Part of the North Devon Area of Outstanding Natural Beauty, this stretch of coastline is one of the most dramatic in the British Isles. Breathtaking coastal scenery and cliff top walks are all to be found.

Here in the cliffs and foreshore you can view spectacular evidence of geological events which took place over 300 million years ago. The rocks are sandstones and mudstones that were laid down around 320 million years ago in what was then a brackish sea. Of particular interest are the striking patterns that can be seen in the faces of the cliffs. These tell a dramatic story of ancient forces that have helped to shape the Earth as we see it today.

Looking south from the Quay’s car park, you can see a hanging valley and abandoned alluvial tract of the Milford Water. The truncated valley bottom can be seen clearly.

Please be aware: There are high cliffs and dangers of being cut off by the incoming tide. There is also little or no sand here so walking is difficult. The walk from Hartland to Hartland Quay is about 5km, some is on-road, so care should be taken, especially around Stoke where there are no footpaths.

Getting Around

On foot: the South West Coast Path runs along the site giving easy access to the area. Main access to the foreshore is at Hartland Quay, although there is limited access at Spekes Mill, Blackpool Mill and Blegberry Beach.

By road: take the A39 Bude to Bideford Road and Hartland Point/Hartland Quay can be accessed by a series of country roads.

By bus: there is a regular service between Bideford and Hartland, this includes a walk to Hartland Quay.

Facilities
Small museum, car park, shops and hotel at Hartland Quay.

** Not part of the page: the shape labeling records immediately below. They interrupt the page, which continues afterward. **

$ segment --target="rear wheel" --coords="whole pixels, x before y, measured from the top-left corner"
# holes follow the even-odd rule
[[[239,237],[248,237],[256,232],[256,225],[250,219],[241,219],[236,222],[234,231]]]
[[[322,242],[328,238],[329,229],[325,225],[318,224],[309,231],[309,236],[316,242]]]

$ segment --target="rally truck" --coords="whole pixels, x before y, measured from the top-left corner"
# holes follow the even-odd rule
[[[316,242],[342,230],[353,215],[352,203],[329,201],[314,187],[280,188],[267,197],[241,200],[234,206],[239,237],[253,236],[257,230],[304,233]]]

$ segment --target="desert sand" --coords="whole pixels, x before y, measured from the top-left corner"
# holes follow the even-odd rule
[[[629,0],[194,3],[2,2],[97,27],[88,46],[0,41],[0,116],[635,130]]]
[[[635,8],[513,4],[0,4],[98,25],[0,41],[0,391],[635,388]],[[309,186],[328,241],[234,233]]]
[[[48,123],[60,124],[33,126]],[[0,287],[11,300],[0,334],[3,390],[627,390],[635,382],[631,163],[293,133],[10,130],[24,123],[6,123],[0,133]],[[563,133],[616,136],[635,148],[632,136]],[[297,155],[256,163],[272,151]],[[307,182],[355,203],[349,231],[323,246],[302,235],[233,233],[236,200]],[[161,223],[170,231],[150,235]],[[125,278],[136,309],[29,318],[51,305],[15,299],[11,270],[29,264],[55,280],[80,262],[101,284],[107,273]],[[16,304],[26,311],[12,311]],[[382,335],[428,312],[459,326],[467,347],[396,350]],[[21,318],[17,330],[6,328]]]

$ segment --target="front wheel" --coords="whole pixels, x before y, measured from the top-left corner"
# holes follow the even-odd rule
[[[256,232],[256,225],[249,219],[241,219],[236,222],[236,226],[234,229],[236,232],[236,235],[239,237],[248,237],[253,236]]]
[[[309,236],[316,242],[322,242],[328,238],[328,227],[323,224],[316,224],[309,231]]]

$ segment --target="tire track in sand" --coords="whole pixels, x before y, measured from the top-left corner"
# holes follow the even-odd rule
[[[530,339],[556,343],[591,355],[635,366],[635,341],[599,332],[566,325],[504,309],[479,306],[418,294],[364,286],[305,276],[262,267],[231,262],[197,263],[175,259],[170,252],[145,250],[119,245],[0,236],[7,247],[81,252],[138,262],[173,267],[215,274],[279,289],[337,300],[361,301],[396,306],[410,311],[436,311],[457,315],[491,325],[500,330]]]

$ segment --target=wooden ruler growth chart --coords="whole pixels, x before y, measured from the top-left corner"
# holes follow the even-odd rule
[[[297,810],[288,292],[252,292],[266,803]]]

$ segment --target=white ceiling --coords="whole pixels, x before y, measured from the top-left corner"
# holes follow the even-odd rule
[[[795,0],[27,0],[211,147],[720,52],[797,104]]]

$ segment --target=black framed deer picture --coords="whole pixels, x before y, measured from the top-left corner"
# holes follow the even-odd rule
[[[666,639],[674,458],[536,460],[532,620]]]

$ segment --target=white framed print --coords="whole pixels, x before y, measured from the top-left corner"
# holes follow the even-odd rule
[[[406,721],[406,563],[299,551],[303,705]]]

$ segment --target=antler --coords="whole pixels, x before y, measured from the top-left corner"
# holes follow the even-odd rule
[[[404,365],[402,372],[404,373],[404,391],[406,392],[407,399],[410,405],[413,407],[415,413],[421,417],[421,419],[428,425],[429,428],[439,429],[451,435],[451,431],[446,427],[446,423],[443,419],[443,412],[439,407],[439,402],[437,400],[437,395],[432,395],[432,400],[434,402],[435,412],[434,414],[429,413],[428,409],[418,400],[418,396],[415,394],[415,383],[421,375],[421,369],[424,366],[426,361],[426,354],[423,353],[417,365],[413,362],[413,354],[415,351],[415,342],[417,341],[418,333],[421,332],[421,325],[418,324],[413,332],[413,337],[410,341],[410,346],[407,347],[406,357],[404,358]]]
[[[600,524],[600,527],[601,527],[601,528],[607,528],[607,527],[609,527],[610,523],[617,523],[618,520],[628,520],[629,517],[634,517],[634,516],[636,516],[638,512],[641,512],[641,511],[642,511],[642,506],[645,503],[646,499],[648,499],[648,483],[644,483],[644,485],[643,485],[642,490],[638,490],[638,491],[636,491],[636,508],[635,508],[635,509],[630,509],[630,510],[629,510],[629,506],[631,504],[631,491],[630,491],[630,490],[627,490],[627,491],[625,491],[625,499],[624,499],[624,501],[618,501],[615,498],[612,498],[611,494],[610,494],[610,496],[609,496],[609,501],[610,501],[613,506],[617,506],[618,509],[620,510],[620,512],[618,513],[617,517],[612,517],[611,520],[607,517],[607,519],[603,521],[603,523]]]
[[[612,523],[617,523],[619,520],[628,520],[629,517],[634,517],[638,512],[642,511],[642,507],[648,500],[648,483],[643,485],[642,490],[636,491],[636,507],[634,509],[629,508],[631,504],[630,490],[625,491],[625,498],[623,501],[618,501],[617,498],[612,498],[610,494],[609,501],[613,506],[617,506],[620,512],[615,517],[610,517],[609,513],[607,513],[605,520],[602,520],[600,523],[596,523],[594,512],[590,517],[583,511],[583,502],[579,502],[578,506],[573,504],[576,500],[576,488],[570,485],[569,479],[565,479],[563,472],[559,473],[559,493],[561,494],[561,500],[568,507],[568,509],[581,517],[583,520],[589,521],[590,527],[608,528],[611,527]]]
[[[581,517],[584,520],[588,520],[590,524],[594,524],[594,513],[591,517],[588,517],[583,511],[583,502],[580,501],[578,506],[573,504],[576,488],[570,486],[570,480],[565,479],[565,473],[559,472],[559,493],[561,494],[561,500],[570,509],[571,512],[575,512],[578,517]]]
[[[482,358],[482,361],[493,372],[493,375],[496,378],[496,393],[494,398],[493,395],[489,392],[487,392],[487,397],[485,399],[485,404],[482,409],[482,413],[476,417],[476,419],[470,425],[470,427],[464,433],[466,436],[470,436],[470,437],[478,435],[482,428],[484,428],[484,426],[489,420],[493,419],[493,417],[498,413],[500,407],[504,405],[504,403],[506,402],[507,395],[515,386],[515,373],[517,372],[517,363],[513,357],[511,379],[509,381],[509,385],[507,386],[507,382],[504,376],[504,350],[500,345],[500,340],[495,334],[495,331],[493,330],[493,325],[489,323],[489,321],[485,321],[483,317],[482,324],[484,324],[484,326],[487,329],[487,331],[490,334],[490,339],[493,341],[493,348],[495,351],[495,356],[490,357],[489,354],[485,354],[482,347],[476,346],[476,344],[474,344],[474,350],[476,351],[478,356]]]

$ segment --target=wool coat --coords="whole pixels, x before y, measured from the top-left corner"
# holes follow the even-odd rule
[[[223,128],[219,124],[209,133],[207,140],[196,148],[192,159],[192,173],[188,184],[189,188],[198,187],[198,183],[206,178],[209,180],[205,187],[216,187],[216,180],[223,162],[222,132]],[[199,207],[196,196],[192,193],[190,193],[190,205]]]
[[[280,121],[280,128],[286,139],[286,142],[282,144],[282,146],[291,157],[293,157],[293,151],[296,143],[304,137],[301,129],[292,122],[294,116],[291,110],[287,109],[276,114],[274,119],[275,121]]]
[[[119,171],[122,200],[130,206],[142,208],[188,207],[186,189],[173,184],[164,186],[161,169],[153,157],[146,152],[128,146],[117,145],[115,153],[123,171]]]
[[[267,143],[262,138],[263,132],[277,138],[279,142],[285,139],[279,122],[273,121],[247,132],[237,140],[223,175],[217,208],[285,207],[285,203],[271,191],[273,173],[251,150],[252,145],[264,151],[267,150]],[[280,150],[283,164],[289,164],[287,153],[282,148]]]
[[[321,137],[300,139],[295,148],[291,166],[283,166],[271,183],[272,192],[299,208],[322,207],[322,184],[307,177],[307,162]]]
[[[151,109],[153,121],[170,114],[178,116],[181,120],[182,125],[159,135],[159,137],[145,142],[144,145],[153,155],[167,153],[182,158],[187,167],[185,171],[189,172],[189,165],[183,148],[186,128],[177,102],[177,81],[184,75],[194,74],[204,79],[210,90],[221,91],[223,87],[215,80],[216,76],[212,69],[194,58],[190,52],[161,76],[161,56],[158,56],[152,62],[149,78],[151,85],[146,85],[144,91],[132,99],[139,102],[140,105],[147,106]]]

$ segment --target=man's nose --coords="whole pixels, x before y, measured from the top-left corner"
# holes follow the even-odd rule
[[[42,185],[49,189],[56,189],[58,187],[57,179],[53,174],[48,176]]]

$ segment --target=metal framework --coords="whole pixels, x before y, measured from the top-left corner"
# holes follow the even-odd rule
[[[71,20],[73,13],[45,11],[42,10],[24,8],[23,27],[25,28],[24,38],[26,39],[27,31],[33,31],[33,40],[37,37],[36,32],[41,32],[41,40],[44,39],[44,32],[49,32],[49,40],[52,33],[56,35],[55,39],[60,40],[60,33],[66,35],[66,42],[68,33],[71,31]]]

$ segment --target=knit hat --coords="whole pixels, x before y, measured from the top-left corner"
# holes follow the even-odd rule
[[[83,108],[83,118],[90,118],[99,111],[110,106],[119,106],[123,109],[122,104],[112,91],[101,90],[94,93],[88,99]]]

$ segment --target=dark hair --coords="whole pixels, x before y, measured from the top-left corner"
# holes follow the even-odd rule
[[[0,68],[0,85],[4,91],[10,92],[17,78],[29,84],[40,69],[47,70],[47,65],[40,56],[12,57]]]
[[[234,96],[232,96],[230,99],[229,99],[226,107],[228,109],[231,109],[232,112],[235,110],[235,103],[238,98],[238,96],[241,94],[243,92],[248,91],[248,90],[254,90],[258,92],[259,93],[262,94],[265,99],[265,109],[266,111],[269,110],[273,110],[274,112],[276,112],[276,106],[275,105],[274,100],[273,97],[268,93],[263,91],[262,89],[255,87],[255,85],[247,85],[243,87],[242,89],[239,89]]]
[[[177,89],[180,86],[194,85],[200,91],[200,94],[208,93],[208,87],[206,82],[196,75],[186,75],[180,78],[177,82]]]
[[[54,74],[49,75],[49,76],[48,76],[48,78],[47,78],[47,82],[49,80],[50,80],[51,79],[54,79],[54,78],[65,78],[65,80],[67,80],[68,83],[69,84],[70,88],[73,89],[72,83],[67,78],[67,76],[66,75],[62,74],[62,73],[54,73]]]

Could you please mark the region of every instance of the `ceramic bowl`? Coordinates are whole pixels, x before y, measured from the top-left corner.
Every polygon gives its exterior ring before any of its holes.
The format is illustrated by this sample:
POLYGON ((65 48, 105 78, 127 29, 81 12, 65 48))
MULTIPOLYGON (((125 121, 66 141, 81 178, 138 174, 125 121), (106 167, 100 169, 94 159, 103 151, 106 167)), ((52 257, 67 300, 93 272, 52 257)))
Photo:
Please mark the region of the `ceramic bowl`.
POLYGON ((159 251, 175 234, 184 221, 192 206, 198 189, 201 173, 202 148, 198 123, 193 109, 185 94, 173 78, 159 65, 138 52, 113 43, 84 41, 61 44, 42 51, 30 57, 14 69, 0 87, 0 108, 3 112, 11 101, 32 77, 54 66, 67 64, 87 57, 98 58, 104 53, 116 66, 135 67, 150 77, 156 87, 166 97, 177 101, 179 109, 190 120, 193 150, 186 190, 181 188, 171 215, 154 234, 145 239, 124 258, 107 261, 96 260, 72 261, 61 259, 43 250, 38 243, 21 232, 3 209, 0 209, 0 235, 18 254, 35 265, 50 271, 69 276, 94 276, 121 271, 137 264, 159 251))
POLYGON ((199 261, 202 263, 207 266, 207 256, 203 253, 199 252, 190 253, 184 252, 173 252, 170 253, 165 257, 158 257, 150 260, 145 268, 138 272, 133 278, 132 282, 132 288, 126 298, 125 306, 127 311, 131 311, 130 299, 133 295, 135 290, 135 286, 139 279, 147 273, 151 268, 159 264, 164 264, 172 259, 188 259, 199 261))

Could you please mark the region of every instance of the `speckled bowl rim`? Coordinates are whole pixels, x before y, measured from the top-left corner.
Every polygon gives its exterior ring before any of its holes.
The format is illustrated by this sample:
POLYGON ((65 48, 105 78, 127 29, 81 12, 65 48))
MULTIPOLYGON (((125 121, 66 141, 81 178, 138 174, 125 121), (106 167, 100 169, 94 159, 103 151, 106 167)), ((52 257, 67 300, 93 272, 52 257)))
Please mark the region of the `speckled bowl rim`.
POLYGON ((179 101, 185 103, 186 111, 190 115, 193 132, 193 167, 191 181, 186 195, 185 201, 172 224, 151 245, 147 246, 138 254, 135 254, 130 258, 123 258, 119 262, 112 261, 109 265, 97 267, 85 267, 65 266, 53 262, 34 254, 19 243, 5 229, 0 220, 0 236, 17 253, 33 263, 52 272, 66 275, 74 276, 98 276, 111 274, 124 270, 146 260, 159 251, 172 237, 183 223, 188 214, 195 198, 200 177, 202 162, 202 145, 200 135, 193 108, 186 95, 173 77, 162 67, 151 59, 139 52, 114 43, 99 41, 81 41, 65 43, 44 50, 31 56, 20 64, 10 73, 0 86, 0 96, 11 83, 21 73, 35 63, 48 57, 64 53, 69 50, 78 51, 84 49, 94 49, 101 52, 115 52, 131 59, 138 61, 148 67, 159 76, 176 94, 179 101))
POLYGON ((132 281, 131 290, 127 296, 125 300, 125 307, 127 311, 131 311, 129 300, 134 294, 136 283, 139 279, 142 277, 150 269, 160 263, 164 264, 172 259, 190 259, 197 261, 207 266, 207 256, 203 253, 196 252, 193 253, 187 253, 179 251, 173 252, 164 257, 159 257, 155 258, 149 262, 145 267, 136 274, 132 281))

Car park and refreshments in Hartland Point from Easter to end September.
Terrain
Difficult walking, steep and very high cliffs.
Accessibility

Interesting information

About 300 million years ago, during a period of tectonic plate collision, tremendous pressure was exerted on the rocks of South West England. So powerful were these forces that the rocks were actually compressed like a concertina, producing a range of spectacular folds and faults that are visible today. These can be clearly seen in the cliffs to the north of Hartland Quay and a walk along the cliff top towards Hartland Point provides good views (if the tide is out) of the complex patterns of sandstone ribs produced on the foreshore by the folding.

The area is part of an Area of Outstanding Natural Beauty, Site of Special Scientific Interest and Special Area of Conservation.